Bettina Heidecker：We did publish in 2017, when checkpoint inhibitor induced myocarditis started to become a relevant topic in the literature. We did publish in an editorial for Oncotarget,together with my colleague Karina Bruestle, who is now at New York Columbia University,an algorithm on how we suggest patients with checkpoint inhibitor induced treatment, checkpoint inhibitor therapy should be followed.

 We recommend, at baseline, an EKG and echocardiogram—ideally with strain analysis because this is more sensitive in detecting dysfunction than just getting the ejection fraction and troponins—and then repeating this every 2 to 3 weeks.
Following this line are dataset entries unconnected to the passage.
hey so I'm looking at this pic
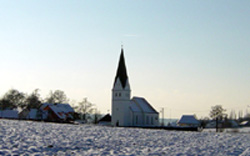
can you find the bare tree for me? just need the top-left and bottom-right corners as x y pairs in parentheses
(229, 110), (236, 120)
(210, 105), (226, 132)
(75, 98), (94, 123)
(45, 90), (68, 104)
(92, 108), (102, 124)
(238, 110), (243, 120)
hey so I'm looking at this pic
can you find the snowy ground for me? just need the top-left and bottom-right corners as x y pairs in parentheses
(1, 120), (250, 156)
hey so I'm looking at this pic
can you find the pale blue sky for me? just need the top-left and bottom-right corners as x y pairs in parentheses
(0, 1), (249, 118)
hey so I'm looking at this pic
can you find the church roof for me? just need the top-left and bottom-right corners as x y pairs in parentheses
(131, 97), (158, 114)
(114, 48), (128, 89)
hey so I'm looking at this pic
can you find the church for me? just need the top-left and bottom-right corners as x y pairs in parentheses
(111, 48), (159, 127)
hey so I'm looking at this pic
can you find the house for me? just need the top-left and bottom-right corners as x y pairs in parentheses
(177, 115), (200, 127)
(206, 120), (239, 128)
(0, 109), (19, 119)
(19, 109), (40, 120)
(111, 48), (159, 127)
(98, 114), (112, 126)
(41, 103), (75, 122)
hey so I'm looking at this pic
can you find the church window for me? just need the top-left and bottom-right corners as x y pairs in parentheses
(115, 93), (118, 97)
(146, 116), (149, 125)
(151, 117), (154, 125)
(119, 93), (121, 97)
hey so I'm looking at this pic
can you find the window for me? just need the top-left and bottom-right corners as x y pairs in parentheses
(115, 93), (118, 97)
(136, 115), (138, 124)
(146, 116), (149, 125)
(151, 117), (154, 125)
(119, 93), (121, 97)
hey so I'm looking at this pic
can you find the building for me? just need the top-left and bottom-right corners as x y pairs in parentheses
(0, 109), (18, 119)
(98, 114), (112, 126)
(19, 109), (39, 120)
(111, 48), (159, 127)
(177, 115), (200, 127)
(41, 103), (75, 122)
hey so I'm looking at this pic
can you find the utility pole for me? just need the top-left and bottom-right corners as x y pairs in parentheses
(160, 107), (164, 127)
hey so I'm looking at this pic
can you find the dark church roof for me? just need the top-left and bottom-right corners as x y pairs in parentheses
(114, 48), (128, 88)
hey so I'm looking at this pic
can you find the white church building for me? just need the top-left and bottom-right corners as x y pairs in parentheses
(111, 48), (159, 127)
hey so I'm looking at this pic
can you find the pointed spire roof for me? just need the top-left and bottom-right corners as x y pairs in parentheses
(114, 48), (128, 89)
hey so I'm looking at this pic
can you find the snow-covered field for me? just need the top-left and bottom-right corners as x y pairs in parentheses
(1, 120), (250, 156)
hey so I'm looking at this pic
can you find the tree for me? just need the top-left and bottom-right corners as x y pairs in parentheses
(45, 90), (68, 104)
(25, 89), (42, 110)
(238, 110), (243, 120)
(75, 98), (95, 123)
(0, 99), (12, 110)
(229, 110), (236, 120)
(1, 89), (26, 109)
(92, 108), (102, 124)
(210, 105), (226, 132)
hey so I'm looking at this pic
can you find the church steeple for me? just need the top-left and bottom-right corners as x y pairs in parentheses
(114, 48), (128, 89)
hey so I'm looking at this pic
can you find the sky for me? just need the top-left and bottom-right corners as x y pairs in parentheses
(0, 0), (249, 119)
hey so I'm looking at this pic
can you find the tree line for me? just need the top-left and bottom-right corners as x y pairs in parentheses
(0, 89), (101, 123)
(0, 89), (68, 110)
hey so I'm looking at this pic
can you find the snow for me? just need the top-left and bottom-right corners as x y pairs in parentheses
(1, 119), (250, 155)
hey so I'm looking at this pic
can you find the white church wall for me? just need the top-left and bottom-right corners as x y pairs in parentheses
(112, 78), (131, 127)
(143, 113), (159, 127)
(132, 112), (144, 127)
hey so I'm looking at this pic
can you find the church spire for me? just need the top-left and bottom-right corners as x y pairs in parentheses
(114, 48), (128, 89)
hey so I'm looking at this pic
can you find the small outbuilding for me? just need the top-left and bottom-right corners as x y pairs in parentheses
(19, 109), (40, 120)
(98, 114), (112, 126)
(0, 109), (19, 119)
(177, 115), (200, 127)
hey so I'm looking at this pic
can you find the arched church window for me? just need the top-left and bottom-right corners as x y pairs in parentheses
(115, 93), (118, 97)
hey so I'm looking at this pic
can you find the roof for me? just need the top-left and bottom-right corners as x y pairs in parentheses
(178, 115), (200, 125)
(42, 103), (74, 120)
(99, 114), (111, 122)
(114, 48), (128, 89)
(0, 110), (18, 118)
(130, 97), (158, 114)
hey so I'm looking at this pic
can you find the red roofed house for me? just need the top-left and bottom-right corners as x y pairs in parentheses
(41, 103), (75, 122)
And then if you see signs that the troponins go up, then the patient needs to be evaluated for myocarditis. And one way would be an MRI. If you ever have a suspicion for checkpoint inhibitor induced myocarditis, you should do a biopsy.

 There's actually a case report from UCLA that was just published, and you see heart failure—which I also presented in my talk at ESMO—where it showed that the biopsy was more sensitive than the MRI, and the findings of myocarditis were only showing up late in the course after the biopsy was already positive. And to manage the adverse immune reactions—already in 2017—we suggested, in the algorithm based on the current case reporting case series, to use steroids. That’s still the main therapy and that's in agreement with the guidelines of the American Society of Oncology and, also, of the American Heart Association.

International Circulation: In your opinion, what should we do for the primary prevention of cardiovascular disease in cancer patients?

Bettina Heidecker：If a patient undergoes therapy that could be cardiotoxic, they should definitely see a cardiologist beforehand. That’s also now a clear recommendation in the new guidelines of the European Society of Cardiology. They should get a screening with echocardiogram, and again, ideally, with strain analysis. And if there are any signs of cardiomyopathy—even if the ejection fraction is not decreased yet—preventatively, I would recommend giving beta blockers and ACE inhibitors, at least at a low dose if the patient will have cardiotoxic chemotherapy. And then follow up every three months and then work with the oncologist together to see if chemotherapy will have to be reduced if the ejection fraction goes down or strain shows worsening.